The cold was slowing Anna’s thoughts as well as her movements. She saw an intermittent glow amid the crush of objects that surrounded her and tried to figure out what it was. A firefly? An angel? Then she remembered—as if in a dream—what Emil had said about the lifeboats. The gleam in the distance was a lantern.
Anna tried to block out the screams of the passengers still clinging to the railings, fighting to hold on to a ship that would soon abandon them. She reached down, willing her numb legs to obey her mental commands. She kicked off her boots—thank God she hadn’t tied them!—and pulled up her skirt, tucking the hem into her life belt. She pushed at the water with her palms, firm and steady, just as Papa had taught her. Slowly, painstakingly, Anna swam.

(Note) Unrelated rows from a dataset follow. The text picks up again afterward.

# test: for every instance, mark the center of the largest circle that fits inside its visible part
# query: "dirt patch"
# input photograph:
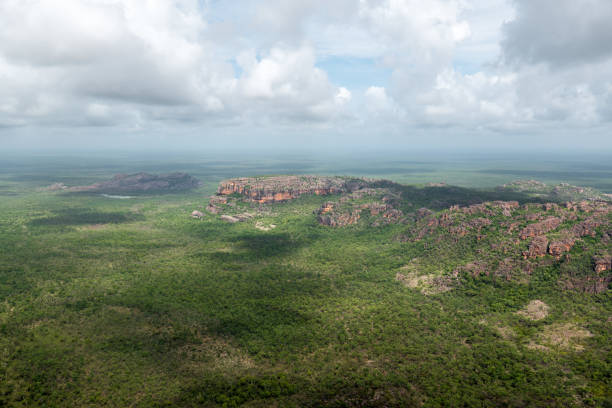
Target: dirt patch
(214, 353)
(535, 310)
(564, 336)
(428, 284)
(262, 227)
(505, 332)
(93, 227)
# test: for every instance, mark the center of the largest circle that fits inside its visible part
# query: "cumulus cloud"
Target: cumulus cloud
(451, 64)
(559, 32)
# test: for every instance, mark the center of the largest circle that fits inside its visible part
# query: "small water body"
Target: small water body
(116, 197)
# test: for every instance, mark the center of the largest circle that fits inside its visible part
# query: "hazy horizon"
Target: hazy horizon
(343, 75)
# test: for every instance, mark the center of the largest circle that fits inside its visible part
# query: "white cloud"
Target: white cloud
(454, 64)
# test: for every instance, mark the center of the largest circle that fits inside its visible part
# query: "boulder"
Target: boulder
(540, 228)
(284, 188)
(197, 214)
(538, 247)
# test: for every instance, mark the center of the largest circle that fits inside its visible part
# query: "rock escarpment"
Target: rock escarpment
(512, 241)
(141, 183)
(284, 188)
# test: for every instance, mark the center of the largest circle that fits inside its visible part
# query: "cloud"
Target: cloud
(559, 32)
(288, 67)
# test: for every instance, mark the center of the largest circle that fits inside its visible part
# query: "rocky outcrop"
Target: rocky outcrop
(602, 263)
(561, 246)
(141, 183)
(284, 188)
(540, 228)
(587, 227)
(537, 247)
(343, 213)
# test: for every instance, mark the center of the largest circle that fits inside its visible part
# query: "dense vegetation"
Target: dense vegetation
(110, 302)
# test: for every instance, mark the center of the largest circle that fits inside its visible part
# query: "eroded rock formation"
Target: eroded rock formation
(283, 188)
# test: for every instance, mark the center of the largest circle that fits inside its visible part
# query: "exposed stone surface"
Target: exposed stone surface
(559, 247)
(540, 228)
(535, 310)
(538, 247)
(283, 188)
(141, 183)
(602, 263)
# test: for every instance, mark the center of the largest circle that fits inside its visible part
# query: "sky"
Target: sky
(334, 74)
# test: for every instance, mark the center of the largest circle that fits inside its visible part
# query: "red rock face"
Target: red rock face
(537, 247)
(603, 263)
(587, 227)
(284, 188)
(558, 248)
(540, 228)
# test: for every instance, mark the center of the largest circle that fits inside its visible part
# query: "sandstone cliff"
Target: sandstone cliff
(283, 188)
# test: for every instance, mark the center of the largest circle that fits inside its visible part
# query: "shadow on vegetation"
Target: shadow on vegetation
(83, 216)
(266, 245)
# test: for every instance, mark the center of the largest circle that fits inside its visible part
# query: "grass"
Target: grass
(109, 302)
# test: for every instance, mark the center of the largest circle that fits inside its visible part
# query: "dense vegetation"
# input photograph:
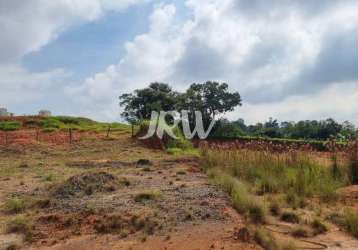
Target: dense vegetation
(212, 96)
(262, 183)
(313, 130)
(53, 123)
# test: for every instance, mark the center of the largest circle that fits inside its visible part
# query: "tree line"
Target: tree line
(212, 96)
(308, 129)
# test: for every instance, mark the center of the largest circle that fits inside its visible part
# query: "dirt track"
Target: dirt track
(188, 213)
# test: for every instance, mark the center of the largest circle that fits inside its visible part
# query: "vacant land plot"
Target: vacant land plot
(111, 193)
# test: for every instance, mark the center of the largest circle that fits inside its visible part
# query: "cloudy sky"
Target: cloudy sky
(289, 59)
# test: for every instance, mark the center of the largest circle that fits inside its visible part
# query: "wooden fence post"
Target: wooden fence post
(108, 130)
(37, 135)
(70, 132)
(6, 138)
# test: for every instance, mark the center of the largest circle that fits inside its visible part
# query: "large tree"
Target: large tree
(209, 98)
(140, 104)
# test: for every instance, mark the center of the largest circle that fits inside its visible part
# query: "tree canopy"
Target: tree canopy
(209, 97)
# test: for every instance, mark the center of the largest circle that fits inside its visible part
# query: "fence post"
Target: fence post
(37, 135)
(6, 138)
(70, 132)
(108, 130)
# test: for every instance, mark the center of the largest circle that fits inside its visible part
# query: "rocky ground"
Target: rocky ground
(112, 194)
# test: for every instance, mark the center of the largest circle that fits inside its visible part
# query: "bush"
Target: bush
(351, 222)
(50, 123)
(290, 217)
(20, 225)
(318, 227)
(15, 205)
(353, 163)
(266, 240)
(147, 196)
(275, 209)
(10, 126)
(300, 232)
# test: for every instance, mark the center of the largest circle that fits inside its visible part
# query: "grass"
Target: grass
(147, 196)
(10, 126)
(351, 222)
(318, 227)
(300, 232)
(14, 205)
(268, 242)
(242, 200)
(277, 173)
(275, 208)
(20, 225)
(353, 164)
(290, 217)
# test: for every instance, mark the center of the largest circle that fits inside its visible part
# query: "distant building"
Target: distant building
(44, 113)
(3, 112)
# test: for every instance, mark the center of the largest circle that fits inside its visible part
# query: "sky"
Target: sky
(290, 60)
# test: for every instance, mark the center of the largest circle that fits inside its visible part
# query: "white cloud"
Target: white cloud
(26, 26)
(334, 101)
(262, 50)
(20, 86)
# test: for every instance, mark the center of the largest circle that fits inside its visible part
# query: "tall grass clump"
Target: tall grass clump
(10, 126)
(242, 200)
(271, 172)
(353, 163)
(351, 222)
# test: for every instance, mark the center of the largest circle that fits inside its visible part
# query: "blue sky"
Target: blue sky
(289, 60)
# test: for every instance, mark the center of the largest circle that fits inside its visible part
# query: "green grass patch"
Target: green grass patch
(10, 126)
(14, 205)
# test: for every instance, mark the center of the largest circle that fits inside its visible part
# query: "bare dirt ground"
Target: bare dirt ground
(113, 194)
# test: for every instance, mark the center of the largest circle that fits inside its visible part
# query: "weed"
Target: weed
(265, 239)
(20, 225)
(290, 217)
(147, 196)
(300, 232)
(351, 222)
(47, 177)
(318, 227)
(124, 182)
(353, 163)
(15, 205)
(275, 209)
(146, 169)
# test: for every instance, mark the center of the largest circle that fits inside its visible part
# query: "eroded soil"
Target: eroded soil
(166, 203)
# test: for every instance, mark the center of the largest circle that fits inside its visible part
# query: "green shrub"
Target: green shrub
(290, 217)
(351, 222)
(15, 205)
(147, 196)
(275, 209)
(20, 225)
(51, 123)
(353, 163)
(265, 239)
(10, 126)
(318, 227)
(300, 232)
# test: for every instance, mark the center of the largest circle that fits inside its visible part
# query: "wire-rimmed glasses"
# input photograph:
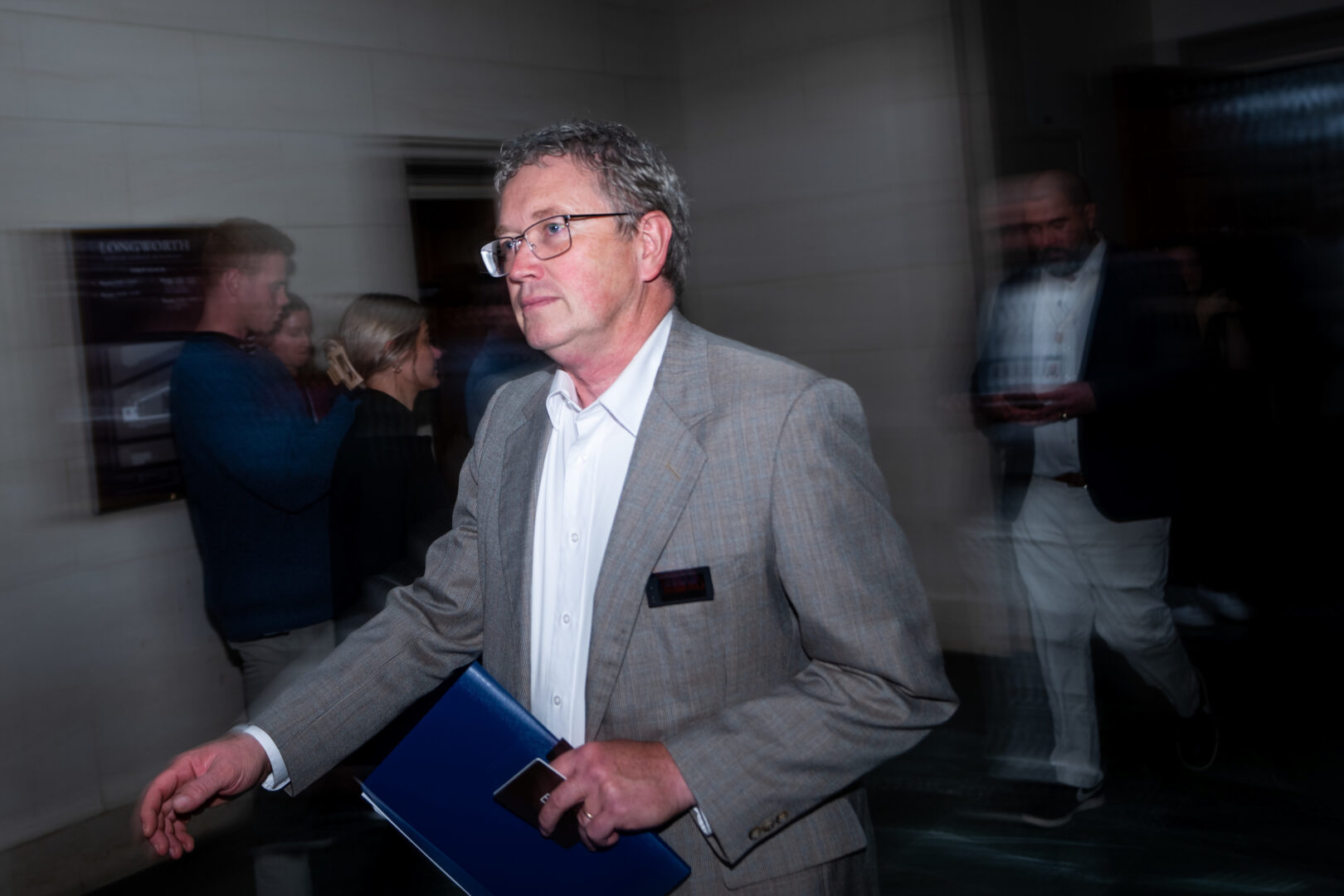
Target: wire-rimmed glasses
(548, 238)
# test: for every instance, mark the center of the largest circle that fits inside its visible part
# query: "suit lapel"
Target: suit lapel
(663, 470)
(524, 453)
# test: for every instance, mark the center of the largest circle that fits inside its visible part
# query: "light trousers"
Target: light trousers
(1082, 574)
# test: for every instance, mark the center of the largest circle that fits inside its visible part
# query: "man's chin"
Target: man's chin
(1060, 266)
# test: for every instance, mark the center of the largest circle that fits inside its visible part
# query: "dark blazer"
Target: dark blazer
(256, 469)
(1142, 359)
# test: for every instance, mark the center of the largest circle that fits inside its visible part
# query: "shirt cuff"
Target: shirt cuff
(279, 777)
(700, 821)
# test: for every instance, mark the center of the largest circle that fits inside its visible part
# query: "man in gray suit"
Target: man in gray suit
(674, 548)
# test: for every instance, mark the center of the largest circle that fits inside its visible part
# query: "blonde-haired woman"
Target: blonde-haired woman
(387, 500)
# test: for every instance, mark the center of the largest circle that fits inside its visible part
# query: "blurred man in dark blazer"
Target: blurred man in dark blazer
(1082, 386)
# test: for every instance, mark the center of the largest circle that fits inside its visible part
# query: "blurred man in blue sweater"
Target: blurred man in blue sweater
(257, 469)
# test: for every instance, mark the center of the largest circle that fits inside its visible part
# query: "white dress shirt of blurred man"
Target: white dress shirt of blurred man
(1079, 387)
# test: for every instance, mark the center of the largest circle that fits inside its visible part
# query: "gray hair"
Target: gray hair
(633, 173)
(377, 331)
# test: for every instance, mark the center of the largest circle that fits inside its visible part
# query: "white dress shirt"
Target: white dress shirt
(587, 460)
(1060, 316)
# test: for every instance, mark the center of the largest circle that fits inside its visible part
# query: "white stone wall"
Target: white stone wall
(152, 112)
(825, 160)
(823, 152)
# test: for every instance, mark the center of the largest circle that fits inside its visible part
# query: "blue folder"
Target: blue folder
(437, 786)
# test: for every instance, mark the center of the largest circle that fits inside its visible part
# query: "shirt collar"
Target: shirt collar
(626, 398)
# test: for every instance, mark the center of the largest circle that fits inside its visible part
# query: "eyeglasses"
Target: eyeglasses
(548, 238)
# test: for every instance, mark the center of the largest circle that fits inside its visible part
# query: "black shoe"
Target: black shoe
(1196, 738)
(1057, 804)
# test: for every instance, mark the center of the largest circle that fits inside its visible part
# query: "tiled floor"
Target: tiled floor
(1265, 820)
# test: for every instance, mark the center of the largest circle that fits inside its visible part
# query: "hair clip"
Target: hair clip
(339, 368)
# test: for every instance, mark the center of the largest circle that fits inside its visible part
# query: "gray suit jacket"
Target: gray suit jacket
(815, 661)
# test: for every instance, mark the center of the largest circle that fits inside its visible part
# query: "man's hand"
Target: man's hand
(199, 778)
(1064, 403)
(1036, 409)
(1006, 407)
(617, 785)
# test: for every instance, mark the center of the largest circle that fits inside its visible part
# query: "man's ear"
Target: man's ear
(655, 236)
(231, 281)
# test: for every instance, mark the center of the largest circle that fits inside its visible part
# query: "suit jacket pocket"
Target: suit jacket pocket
(830, 832)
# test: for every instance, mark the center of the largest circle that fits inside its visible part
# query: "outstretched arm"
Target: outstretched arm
(199, 778)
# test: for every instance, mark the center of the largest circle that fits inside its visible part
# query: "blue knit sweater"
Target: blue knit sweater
(257, 470)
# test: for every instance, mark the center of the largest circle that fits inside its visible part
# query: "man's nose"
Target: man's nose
(526, 264)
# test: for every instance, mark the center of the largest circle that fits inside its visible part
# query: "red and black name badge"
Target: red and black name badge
(679, 586)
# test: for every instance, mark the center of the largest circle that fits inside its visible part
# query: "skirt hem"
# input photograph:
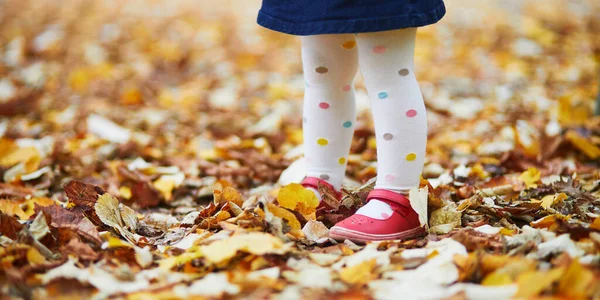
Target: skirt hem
(351, 26)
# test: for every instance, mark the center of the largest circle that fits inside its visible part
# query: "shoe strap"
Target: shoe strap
(313, 182)
(398, 202)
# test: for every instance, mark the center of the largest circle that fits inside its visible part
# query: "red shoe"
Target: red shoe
(401, 225)
(326, 203)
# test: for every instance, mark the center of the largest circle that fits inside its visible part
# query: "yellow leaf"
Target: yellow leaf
(79, 80)
(125, 192)
(359, 274)
(595, 224)
(232, 195)
(532, 283)
(28, 155)
(496, 278)
(29, 205)
(165, 186)
(34, 257)
(294, 196)
(570, 113)
(506, 231)
(286, 215)
(257, 243)
(131, 96)
(527, 138)
(588, 148)
(479, 171)
(576, 281)
(530, 177)
(550, 200)
(114, 242)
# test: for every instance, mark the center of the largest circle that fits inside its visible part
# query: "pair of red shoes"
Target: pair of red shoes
(402, 224)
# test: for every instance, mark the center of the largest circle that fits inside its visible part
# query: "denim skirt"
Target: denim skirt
(310, 17)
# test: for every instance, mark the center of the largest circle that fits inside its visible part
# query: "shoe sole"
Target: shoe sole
(339, 233)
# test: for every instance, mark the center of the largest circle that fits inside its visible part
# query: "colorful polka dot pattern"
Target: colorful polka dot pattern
(410, 113)
(379, 49)
(349, 45)
(321, 70)
(322, 142)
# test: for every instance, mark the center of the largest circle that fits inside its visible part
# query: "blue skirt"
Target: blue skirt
(309, 17)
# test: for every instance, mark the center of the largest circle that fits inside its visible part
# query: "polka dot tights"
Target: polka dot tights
(386, 62)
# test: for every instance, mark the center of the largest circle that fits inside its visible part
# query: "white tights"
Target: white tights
(386, 61)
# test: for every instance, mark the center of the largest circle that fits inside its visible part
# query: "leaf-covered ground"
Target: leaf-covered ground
(148, 150)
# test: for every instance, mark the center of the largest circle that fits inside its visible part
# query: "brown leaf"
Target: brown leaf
(58, 217)
(145, 195)
(79, 249)
(83, 194)
(12, 191)
(9, 226)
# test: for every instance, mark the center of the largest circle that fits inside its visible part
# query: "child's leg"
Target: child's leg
(386, 62)
(330, 63)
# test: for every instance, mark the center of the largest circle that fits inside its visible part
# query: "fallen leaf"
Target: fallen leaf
(359, 274)
(58, 217)
(285, 215)
(444, 219)
(532, 283)
(576, 281)
(254, 242)
(588, 148)
(118, 216)
(9, 226)
(530, 177)
(295, 197)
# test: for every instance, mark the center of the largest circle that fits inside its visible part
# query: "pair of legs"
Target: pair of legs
(386, 62)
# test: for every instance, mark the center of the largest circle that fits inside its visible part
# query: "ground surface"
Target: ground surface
(143, 144)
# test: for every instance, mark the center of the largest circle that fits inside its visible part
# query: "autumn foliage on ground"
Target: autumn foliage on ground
(152, 149)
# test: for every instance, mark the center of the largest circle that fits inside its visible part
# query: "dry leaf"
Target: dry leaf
(295, 197)
(359, 274)
(255, 243)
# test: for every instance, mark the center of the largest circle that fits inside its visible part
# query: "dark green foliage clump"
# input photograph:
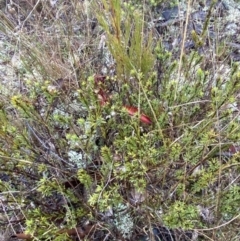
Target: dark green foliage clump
(70, 158)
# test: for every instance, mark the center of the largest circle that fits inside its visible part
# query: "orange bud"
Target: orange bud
(134, 110)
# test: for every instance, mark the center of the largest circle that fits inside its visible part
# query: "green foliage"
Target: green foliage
(182, 215)
(71, 158)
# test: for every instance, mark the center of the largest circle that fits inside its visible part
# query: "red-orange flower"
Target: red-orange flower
(134, 110)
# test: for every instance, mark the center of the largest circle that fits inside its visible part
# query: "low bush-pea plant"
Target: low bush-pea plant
(70, 157)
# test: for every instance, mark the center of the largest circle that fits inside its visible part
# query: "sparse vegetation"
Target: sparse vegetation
(108, 132)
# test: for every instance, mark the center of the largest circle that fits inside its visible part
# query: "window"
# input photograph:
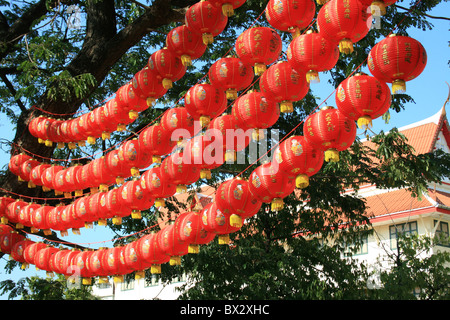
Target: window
(357, 246)
(442, 233)
(402, 229)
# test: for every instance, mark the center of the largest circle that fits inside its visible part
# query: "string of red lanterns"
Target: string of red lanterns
(217, 218)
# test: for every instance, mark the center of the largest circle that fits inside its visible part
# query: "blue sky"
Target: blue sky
(429, 91)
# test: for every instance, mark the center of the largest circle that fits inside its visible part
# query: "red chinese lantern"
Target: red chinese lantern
(133, 197)
(15, 163)
(206, 19)
(331, 131)
(134, 261)
(217, 222)
(290, 16)
(156, 141)
(13, 210)
(345, 22)
(227, 138)
(234, 197)
(192, 231)
(204, 101)
(154, 186)
(167, 65)
(199, 152)
(25, 171)
(297, 158)
(18, 250)
(228, 6)
(311, 53)
(171, 245)
(377, 7)
(147, 85)
(270, 185)
(259, 46)
(150, 252)
(181, 174)
(363, 98)
(231, 75)
(254, 111)
(284, 85)
(186, 44)
(397, 59)
(8, 240)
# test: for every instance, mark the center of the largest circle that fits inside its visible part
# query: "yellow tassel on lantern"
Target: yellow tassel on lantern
(167, 83)
(286, 106)
(260, 68)
(193, 248)
(155, 269)
(207, 38)
(364, 122)
(235, 221)
(186, 60)
(302, 181)
(227, 9)
(346, 46)
(224, 239)
(312, 76)
(136, 214)
(160, 202)
(398, 86)
(277, 204)
(181, 188)
(175, 261)
(231, 94)
(331, 155)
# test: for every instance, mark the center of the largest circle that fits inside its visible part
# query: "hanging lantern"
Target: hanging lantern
(299, 159)
(186, 44)
(259, 46)
(156, 141)
(192, 231)
(363, 98)
(29, 253)
(331, 131)
(377, 7)
(171, 245)
(231, 75)
(17, 251)
(204, 101)
(15, 163)
(179, 124)
(345, 22)
(206, 19)
(181, 174)
(270, 185)
(217, 222)
(311, 53)
(254, 111)
(397, 59)
(133, 197)
(228, 6)
(13, 210)
(290, 16)
(25, 171)
(284, 85)
(150, 252)
(153, 186)
(8, 240)
(234, 198)
(167, 65)
(227, 138)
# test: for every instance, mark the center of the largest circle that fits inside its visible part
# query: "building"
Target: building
(391, 211)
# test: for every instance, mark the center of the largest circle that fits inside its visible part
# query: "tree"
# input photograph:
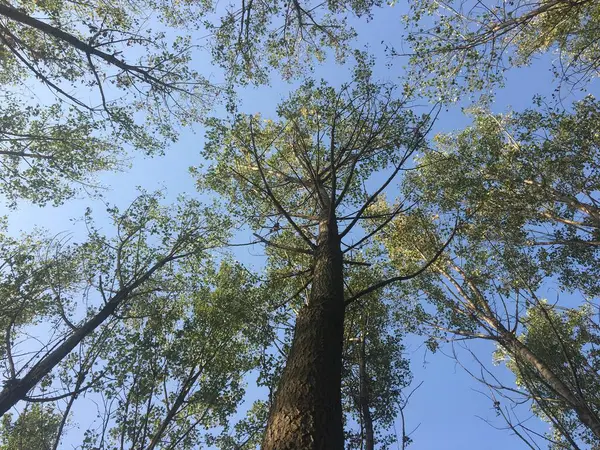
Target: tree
(120, 76)
(525, 186)
(35, 429)
(527, 179)
(299, 182)
(143, 259)
(471, 44)
(375, 373)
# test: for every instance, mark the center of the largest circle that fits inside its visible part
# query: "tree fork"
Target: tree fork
(307, 411)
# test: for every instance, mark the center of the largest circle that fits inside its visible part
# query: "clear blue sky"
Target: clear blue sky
(447, 404)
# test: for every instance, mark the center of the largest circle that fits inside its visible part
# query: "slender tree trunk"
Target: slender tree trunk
(307, 411)
(521, 352)
(16, 390)
(364, 396)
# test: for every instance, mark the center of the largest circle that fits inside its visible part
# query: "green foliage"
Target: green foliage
(260, 36)
(567, 341)
(386, 374)
(36, 428)
(458, 45)
(524, 180)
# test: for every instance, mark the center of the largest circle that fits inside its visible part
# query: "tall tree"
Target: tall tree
(117, 76)
(76, 289)
(300, 183)
(526, 186)
(470, 44)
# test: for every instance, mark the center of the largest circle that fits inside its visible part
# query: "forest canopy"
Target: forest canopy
(299, 225)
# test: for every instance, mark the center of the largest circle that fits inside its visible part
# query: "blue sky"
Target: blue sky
(446, 406)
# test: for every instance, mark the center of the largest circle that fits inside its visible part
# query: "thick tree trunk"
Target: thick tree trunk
(307, 411)
(364, 397)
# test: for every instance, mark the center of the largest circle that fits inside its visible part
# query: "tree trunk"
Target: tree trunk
(521, 352)
(16, 390)
(307, 411)
(364, 397)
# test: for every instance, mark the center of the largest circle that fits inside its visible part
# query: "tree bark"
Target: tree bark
(364, 397)
(16, 390)
(307, 411)
(521, 352)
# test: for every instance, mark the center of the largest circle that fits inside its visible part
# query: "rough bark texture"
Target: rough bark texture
(307, 411)
(364, 398)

But Emil couldn’t keep up. He was holding on to Sonja, whose shivering lips were emitting a low, constant whimper, and his frantic movements weren’t pulling him forward. He’d never be able to drag Sonja far enough.
It took all the strength Anna had to think, let alone speak.
“I’ll get the boat.”
Her lips felt heavy, and her cheeks were stiff; the words came out jumbled. But Sonja looked grateful—she even attempted a smile—and her effort strengthened Anna’s resolve. Anna was dimly aware of crashes and metallic groans as the Titanic ripped apart, but she didn’t look back. The air around her exploded with a roar, and the ocean surged from the impact. Salt water cascaded up and over her, and she was pulled down and around, dizzy with horror, her lungs shrieking for air. She was seven years old, in the lake, drowning. Then her head bobbed out of the water, buoyed by her life belt. She gulped in the frosty air, its chill searing her throat.
Sonja was screaming, her cries joining hundreds of others in a chorus of terror. She and Emil had been swept away by the waves, and Anna watched as they struggled to return to her side. Emil was holding Sonja, and he was breathing too hard, and Anna wanted to tell him to conserve his strength, but she couldn’t move her lips. She searched desperately for the light, and when a heavy mass careened into her, she didn’t even flinch when she saw it was a dead man, his face crushed to bone and blood. The sight came back to her years later, in nightmares, but in that instant she was immune to such horrors. All that mattered were those who were still alive.
Emil’s face was flushed, his hair—for once—smoothed flat across his forehead. He looked so much older, as if each minute since they’d left the ship had aged him a decade. He was trying to tell her something, and Anna nodded as if she understood. She wished he would stop trying to talk; it was costing him too much effort. A gentle swell pushed him forward, and Anna could hear the rasp in his voice.
“I’m sorry,” he mumbled. “I’m sorry.”
On the edge of her field of vision, Anna caught a flicker of light. She twisted her head toward it and thought she saw the outline of a person. A sailor, holding up a lamp.
“They’re coming,” she called out to Emil. “The boat is coming.”
Sonja lay slumped against Emil’s chest, her head across his shoulder. Had she been hurt? Anna knew she was their only hope for rescue; she had to keep kicking and moving her arms, even if she could no longer feel them.